In the present embodiment, Replicated is a deep-learning-model distributed-training method, in which in each of the calculation accelerators, all of the calculation charts are the same, and include a respective set of training parameters, and the sum of the calculation charts of each of the calculation accelerators forms one complete calculation chart. Horovod is a deep-learning-model distributed-training frame, and it ensures that all of the calculation accelerators have the same training parameters, and coordinates the gradients of each of the calculation accelerators to perform a protocolling operation.

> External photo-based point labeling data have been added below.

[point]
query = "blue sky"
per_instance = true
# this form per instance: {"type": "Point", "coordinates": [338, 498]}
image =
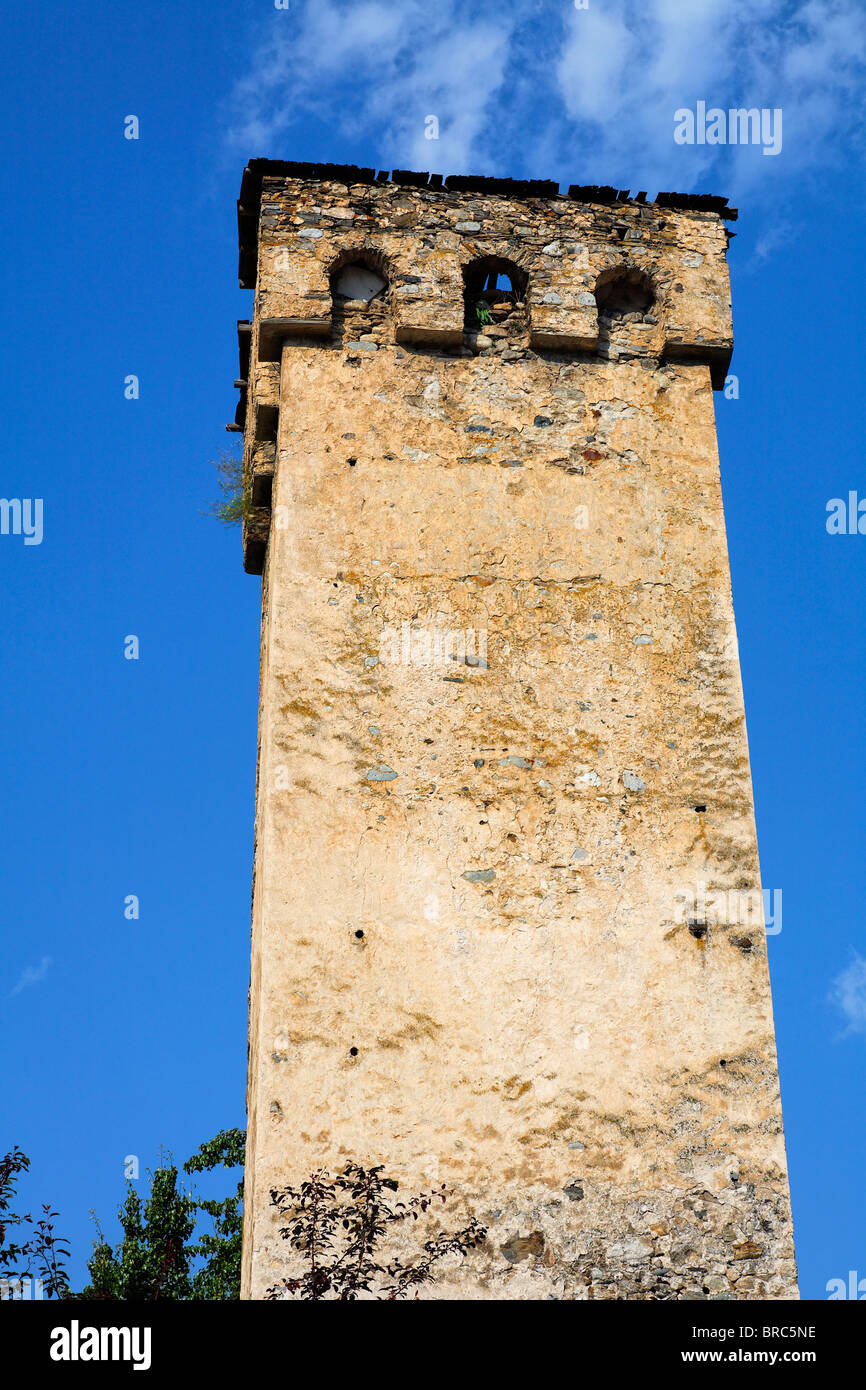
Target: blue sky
{"type": "Point", "coordinates": [136, 777]}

In the present embodiment, the first part includes, in each of the nodes, establishing an independent calculation chart in the form of Replicated. In other words, all of the GPUs in the nodes are covered by one training calculation chart, and the gradients in each of the GPUs are realized by using add n or ncclallreduce. The add n refers to, in each of the GPUs, copying all of the gradients of the other GPUs in the same node to this GPU, and solving the sum or the average of them. The ncclallreduce refers to, by invoking the protocolling operation in a GPU communication library, solving the sum or the average of the gradients. The second part includes the initialization of the same training parameters, including copying the initial training parameters of the GPUO in a node 0 to the CPUs of the node 0, and by using a broadcasting operation of Horovod, broadcasting those parameters into the CPUs of the other nodes; and copying the parameters of the CPUs in the respective nodes into all of the GPUs in the respective nodes. The third part includes, in each of the steps of the training process, repeating the following operations: in each of the nodes, performing a protocolling operation to the gradients by using the mode (add n or ncclallreduce) in the Replicated calculation chart, and finally copying the gradients obtained after the protocolling in the GPUO into the CPUs; by using an allreduce operation in Horovod, performing protocolling again to the gradients obtained after the protocolling in the CPUs of each of the nodes; and in each of the nodes, copying the gradient values obtained after the protocolling by using Horovod into all of the GPUs.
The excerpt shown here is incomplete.